Careful assessment of the optic nerve swelling in children assumes a special importance because of the clinician's inability to rely on visual field results as a guide to visual loss, and the urgency for success of treatment of the intracranial hypertension. The latter is due to many reasons, which include the young age, the learning curve for performing reliable perimetry, and inability to carry out reliable perimetry when the older child is too ill to be a reliable witness. The characteristics of the papilledema and the health of the peripapillary retinal nerve fiber layer (RNFL) will serve as indicators of vision loss and urgency of the need for treatment or its escalation, as well as a means of following and eventually decreasing and ceasing medical therapy. The presence of axonal microinfarcts ("soft exudates") on the swollen disc surface or in the peripapillary region indicate that there has been axonal damage and perhaps death, and that the stage is set for the development of secondary optic atrophy and visual loss. The appearance of the peripapillary RNFL attenuation indicates that atrophy has begun and that some urgency is needed in the management. The use of the friendly red-free filter in examining children as well as good quality fundus photos, including red-free views as well, provide guides for management from beginning to end. Optical Coherence Tomography (OCT) is useful but not always as definitive in the practical decision making process as direct observation of the disc and its surrounding.

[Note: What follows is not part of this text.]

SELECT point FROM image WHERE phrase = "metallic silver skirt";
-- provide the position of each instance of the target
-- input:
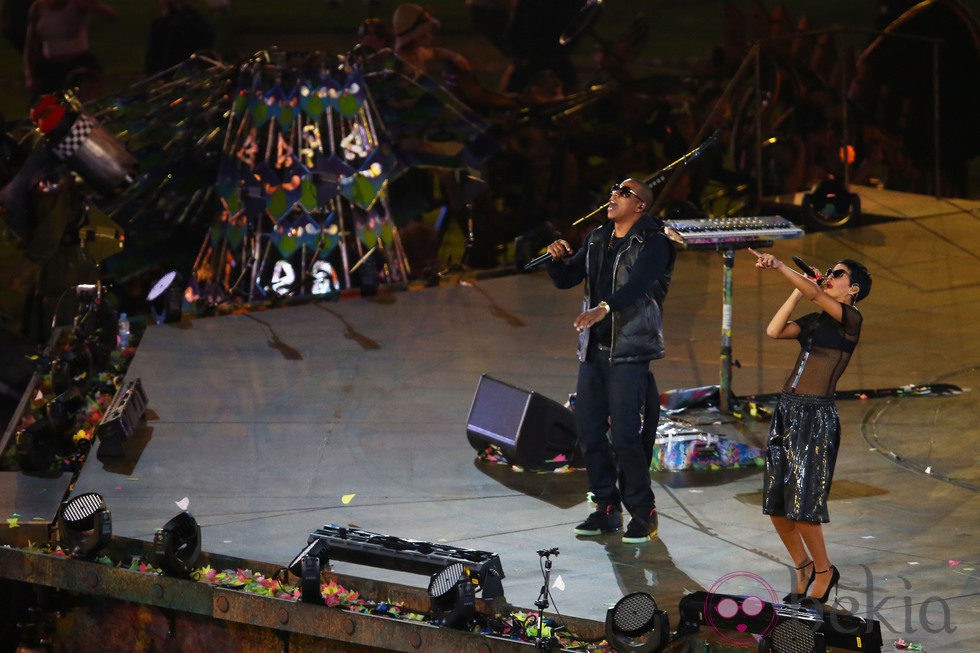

Aggressive medical management of the raised intracranial pressure involves a dose of a diuretic, preferably acetazolamide up to 2 grams per day depending on the patient's weight. Follow-up frequency is determined by the observable danger to vision and should be tailored to the acuteness of the situation. Sedated examination of the child may be necessary at some point to study and photograph the discs and distinguish types of pseudopapilledema from true swelling (keeping in mind that both can coexist in some cases). Differentiation must be made between apparent decrease in papilledema from true decrease in edema or an apparent decrease in edema due to atrophy of axons on the disc. In the latter case, the peripapillary RNFL attenuation can be used as a guide.

We have found that aggressive medical management with diuretics and steroids as outlined by Al-Senawi et al. will result in resolution of the problem although follow-up examinations remain important because of recurrences that occur in a few cases. Surgical intervention in severe cases or when there is no response to even maximal therapy is rarely necessary in our experience at The Hospital for Sick Children: in such cases, we have found ventriculperitoneal shunts by our neurosurgeons to be effective.